The SDK already auto-retries for you on the call sites where re-issuing the same request can never cause a duplicate row or a double-billing event:

CallAuto-retries on 429?
Client.start_episode(...) (create)yes (up to 4 total attempts)
Episode.upload_video/sensors/actions(...)yes (signed PUT is idempotent)
rt.evals.create_run(...)yes
rt.evals.run_against(...) per-result pushyes (server upserts)
Episode.finalize(...)no - see below
rt.evals.complete_run(...)no - same reason

Each retried call honors Retry-After when present (capped at 30 seconds so a misconfigured server can't pin a robot rig) and falls back to exponential backoff (1s, 2s, 4s) otherwise.

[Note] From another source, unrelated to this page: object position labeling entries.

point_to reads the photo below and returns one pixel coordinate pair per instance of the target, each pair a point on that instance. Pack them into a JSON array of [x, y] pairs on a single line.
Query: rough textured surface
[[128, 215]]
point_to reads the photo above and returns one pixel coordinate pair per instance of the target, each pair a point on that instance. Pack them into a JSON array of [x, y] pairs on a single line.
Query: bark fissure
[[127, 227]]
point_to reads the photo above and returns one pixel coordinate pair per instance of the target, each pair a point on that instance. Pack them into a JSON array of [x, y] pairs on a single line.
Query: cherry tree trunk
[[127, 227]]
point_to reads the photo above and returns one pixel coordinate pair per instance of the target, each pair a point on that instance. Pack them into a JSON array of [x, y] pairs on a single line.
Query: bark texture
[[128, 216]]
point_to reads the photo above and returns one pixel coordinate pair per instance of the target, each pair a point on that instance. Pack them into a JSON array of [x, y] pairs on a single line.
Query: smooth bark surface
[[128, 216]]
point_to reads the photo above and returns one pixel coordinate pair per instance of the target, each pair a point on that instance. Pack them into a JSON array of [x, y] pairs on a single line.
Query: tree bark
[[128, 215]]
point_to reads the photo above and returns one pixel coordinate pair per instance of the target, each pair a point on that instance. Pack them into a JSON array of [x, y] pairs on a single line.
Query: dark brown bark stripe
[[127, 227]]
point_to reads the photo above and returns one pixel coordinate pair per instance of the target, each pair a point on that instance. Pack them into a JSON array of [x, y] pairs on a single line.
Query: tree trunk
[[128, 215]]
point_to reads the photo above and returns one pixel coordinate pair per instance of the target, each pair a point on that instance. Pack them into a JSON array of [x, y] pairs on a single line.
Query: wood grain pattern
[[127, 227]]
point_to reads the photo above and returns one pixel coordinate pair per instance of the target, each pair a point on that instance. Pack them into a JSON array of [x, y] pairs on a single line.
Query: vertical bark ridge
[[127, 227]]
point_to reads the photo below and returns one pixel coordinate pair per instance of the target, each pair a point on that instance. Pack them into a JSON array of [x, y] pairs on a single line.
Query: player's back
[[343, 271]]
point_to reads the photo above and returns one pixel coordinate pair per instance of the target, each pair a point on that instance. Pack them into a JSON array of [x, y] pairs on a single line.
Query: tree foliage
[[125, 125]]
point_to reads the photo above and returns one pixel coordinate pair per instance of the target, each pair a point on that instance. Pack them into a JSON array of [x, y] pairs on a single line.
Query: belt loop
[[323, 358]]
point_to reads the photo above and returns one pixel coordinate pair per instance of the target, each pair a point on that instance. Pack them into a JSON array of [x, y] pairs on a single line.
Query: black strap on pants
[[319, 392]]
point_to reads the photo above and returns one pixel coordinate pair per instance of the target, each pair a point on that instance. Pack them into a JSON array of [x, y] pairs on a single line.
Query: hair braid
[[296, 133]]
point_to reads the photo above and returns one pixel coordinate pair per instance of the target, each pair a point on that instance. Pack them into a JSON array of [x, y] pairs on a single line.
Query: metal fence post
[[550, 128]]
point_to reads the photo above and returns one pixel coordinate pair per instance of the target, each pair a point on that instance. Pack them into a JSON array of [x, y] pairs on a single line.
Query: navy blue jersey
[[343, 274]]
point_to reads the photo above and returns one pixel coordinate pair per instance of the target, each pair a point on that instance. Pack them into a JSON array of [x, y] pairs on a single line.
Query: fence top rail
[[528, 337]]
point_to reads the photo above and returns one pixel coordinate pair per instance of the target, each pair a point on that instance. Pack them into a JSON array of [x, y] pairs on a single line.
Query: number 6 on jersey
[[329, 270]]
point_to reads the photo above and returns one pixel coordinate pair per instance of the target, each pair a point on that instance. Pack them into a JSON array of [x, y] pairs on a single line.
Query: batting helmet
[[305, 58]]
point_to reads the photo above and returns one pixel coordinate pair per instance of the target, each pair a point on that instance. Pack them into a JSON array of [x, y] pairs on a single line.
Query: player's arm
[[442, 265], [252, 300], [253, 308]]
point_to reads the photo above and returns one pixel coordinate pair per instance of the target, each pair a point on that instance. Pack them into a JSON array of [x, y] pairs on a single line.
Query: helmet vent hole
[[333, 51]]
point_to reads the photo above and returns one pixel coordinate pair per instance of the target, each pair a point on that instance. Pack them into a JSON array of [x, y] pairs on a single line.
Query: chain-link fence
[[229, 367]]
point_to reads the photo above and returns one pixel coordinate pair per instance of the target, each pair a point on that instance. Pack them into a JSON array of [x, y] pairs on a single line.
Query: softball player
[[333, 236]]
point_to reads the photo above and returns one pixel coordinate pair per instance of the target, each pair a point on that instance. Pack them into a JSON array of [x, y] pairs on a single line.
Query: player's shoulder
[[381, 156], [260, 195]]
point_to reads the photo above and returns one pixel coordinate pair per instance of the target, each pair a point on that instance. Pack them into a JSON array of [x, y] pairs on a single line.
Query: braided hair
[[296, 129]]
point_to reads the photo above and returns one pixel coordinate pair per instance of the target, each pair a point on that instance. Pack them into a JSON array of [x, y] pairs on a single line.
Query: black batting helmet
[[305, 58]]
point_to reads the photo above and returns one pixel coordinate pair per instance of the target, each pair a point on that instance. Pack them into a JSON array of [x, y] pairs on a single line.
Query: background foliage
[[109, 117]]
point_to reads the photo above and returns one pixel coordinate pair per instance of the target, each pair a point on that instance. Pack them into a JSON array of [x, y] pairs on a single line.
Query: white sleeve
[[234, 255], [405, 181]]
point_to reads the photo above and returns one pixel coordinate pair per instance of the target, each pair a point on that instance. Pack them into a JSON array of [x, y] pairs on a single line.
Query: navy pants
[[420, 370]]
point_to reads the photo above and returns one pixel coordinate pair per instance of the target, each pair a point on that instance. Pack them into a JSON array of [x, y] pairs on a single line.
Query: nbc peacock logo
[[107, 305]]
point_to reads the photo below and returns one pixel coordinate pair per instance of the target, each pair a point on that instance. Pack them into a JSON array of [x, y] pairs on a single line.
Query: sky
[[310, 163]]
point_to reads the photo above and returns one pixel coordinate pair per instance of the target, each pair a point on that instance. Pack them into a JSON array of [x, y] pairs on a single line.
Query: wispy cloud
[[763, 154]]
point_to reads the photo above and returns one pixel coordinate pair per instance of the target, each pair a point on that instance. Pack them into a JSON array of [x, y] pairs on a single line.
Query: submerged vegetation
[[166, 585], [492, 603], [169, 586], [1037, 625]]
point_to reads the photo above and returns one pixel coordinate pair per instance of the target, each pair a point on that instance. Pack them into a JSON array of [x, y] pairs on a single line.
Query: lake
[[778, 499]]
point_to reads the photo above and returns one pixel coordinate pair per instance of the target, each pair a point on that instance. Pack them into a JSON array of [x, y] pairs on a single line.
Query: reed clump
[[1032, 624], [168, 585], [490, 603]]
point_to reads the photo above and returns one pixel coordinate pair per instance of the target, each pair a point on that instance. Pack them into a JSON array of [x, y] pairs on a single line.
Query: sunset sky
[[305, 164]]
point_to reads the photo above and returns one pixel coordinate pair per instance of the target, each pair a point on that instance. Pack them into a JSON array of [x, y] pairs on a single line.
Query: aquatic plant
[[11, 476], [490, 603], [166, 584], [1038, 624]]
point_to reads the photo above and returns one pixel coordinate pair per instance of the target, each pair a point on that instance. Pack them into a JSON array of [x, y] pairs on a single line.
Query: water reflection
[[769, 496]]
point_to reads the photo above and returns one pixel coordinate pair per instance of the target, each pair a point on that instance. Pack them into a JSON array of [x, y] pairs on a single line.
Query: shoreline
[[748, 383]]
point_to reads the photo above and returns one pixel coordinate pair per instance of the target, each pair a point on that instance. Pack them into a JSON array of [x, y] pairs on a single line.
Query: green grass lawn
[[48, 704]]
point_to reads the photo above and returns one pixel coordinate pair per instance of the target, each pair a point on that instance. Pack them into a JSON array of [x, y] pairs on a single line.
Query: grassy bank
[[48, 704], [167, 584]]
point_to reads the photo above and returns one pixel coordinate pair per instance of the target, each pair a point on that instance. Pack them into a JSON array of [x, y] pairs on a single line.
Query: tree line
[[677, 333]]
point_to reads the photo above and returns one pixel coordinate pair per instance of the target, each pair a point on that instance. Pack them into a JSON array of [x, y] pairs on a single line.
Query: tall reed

finalize and complete_run deliberately do not auto-retry - the server may have processed the mutation before the 429 was sent back, and silently re-finalizing in a future paid tier could double-bill artifact storage. Catch RateLimitError at the call site, sleep for exc.retry_after or 30 seconds, then retry yourself.

ServerError (5xx)

Something blew up on the server side - database hiccup, R2 signing failed, etc. Worth retrying with exponential backoff. The SDK deliberately does not auto-retry because retrying a finalize twice could double-bill artifact storage in future paid tiers.

from robotrace import ServerError
import time
 
for attempt in range(5):
    try:
        rt.log_episode(...)
        break
    except ServerError:
        if attempt == 4:
            raise
        time.sleep(2 ** attempt)  # 1, 2, 4, 8, 16

If ServerError persists past a few retries, check status.robotrace.dev (Phase 2) or ping us - there's likely an incident.

Catch-all pattern

For training scripts where you want one alert path for any RoboTrace problem without distinguishing types:

from robotrace import RobotraceError
 
try:
    rt.log_episode(...)
except RobotraceError as exc:
    # Anything from the SDK - auth, config, network, server.
    # User code bugs (TypeError, ValueError) still propagate.
    sentry_sdk.capture_exception(exc)
    raise

RobotraceError deliberately does not inherit from OSError / IOError - we don't want a blanket except Exception: in your training loop to silently eat our errors and leave you wondering why nothing's showing up in the portal.

Server vs SDK redaction

The SDK never logs:

  • The value of your API key
  • The body of an ingest request (which can carry trade secrets)
  • Signed PUT URLs (they expire fast but still)

The server side follows the same rule - ingest payloads and key material are never written to logs. If you find an exception message that leaks any of the above, it's a bug - please report it.